風が呼んでるマイトガイ
〜『小林旭』特集 〜

 今年2004年、芸能生活50周年ということで全国ツアーを行うなどまだまだ元気なアキラ。エルビスと同期と考えると凄いんだなあと感慨深い。逆にエルビスは今でも充分活躍していておかしくないということだけどね。でもって10月15日東京国際フォーラムでの記念コンサート「渡り鳥 AKIRA 50 HISTORY」に行ってまいります!生アキラは一度絶対体感しておかなければという使命感を勝手に負っているワタクシ。楽しみだなぁ。

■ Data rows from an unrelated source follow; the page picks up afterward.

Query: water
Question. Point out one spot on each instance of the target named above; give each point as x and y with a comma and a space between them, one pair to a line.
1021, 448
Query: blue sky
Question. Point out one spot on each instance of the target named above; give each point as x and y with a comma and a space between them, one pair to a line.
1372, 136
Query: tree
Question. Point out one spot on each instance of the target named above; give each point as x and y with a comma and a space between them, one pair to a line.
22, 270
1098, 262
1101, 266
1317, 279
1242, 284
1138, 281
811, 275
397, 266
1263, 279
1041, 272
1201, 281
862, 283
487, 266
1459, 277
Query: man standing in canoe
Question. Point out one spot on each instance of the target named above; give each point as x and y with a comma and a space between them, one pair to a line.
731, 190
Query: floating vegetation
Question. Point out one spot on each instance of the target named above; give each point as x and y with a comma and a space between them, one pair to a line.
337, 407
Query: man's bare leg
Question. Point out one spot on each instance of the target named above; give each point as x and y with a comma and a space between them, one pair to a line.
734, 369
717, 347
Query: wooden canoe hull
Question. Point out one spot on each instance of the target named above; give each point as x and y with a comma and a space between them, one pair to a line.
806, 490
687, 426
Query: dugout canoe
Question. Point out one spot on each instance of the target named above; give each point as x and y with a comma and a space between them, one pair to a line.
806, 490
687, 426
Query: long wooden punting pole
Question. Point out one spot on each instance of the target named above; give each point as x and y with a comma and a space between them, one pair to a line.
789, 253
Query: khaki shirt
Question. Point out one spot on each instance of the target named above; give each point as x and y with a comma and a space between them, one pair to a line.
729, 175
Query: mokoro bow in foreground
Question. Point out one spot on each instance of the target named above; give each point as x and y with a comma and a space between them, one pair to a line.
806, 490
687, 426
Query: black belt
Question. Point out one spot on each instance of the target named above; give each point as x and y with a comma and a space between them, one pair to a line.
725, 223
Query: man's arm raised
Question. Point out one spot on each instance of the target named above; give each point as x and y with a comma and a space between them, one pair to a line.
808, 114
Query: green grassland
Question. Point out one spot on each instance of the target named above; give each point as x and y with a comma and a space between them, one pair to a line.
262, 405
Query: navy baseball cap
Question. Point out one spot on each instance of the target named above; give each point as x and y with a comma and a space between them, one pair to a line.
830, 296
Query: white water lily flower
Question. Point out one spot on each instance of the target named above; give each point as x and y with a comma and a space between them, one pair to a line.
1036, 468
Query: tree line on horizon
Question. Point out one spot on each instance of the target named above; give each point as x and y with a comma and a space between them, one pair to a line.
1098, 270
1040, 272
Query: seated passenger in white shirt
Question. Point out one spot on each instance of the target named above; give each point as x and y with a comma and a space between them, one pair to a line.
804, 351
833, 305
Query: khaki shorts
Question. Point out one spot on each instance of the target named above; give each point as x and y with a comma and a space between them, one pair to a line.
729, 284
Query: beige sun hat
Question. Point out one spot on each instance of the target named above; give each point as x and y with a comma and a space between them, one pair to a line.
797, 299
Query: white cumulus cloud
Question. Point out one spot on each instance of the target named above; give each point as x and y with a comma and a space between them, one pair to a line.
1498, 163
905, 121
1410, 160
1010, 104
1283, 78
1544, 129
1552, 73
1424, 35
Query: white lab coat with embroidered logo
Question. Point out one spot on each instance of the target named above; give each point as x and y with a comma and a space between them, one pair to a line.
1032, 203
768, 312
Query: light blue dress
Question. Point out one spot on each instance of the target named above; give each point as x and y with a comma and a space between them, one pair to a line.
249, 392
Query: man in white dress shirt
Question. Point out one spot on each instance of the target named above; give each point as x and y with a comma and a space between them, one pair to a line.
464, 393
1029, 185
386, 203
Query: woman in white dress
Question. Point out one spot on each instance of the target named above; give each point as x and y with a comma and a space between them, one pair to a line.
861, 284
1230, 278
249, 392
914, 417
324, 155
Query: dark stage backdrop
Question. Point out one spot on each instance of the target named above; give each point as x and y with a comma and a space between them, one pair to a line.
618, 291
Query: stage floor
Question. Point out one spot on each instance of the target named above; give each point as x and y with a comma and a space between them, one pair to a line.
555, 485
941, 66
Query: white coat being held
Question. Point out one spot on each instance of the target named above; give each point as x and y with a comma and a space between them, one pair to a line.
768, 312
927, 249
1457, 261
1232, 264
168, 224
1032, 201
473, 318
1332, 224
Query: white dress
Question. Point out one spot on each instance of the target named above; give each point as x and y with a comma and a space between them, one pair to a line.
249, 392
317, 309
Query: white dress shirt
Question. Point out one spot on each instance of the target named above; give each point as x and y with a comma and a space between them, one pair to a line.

 で、私ひとりアキラの魅力に浸っているのはモッタイナイ!ということで今回こんな企画を立ててみたのです。まずは入門編ということで気軽に(?)触れることができるものをご紹介したいと思います。
第1回目は「歌うアキラ」特集。

<CD>
アキラ1」民謡&俗謡集 コロムビア

 そもそも小林旭とは何者なのか?全く知らない人はいないとは思うが(思いたい)。「自動車ショー歌」(1964年)を足をまっすぐ蹴り上げながら、船村徹に「これは煙突だ」と言わしめたあの高音を出す。そんなイメージが多いだろう。でもこれで充分言い得ているんじゃない?間違いない。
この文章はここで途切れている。